Now here problems begin, here the utopia enters. I’m not saying we shouldn’t do this, I’m just saying that to do this and nothing else is not possible. That’s his utopia. That basically we can have today’s capitalism, which basically as a machinery remains the same just oh oh oh when you earn your billions oh oh here am I tax, give me 80 percent. I don’t think this is feasible. I think, imagine a government doing this, Piketty is aware it needs to be done globally. Because if you do it in 1 country, then capital moves elsewhere blabla. This is another aspect of his utopianism, my claim is that if you imagine a world organization where the measure proposed by Piketty can effectively be enacted, then the problems are already solved. Then already you have a total political reorganization, you have a global power which effectively can control capital, we already won.

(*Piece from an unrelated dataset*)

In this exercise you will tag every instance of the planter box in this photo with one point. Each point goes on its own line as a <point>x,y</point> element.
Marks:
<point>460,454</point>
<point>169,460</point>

So I think in this sense he cheats, the true problem is to create the conditions for his apparently modest measure to be actualized. And this is why, again, I’m not against him, wonderful, let’s tax them 80 percent. What I’m claiming is that if you were to do this you would very soon discover that this would lead to further changes and so on and so on. I’m saying that it is a true utopia, and this is what Hegel meant by abstract thinking, to just imagine you can take one measure and nothing else changes. Of course it would be wonderful to have today’s capitalism with all its dynamics, just at the level of redistribution you change it, but this is utopian. You can not do it, because a change in redistribution would effect the mode of production, capitalist economy itself, I don’t know in what way. I’m just saying that sometimes utopia is not anti-pragmatic, sometimes to be modest in a false way is the greatest utopia.”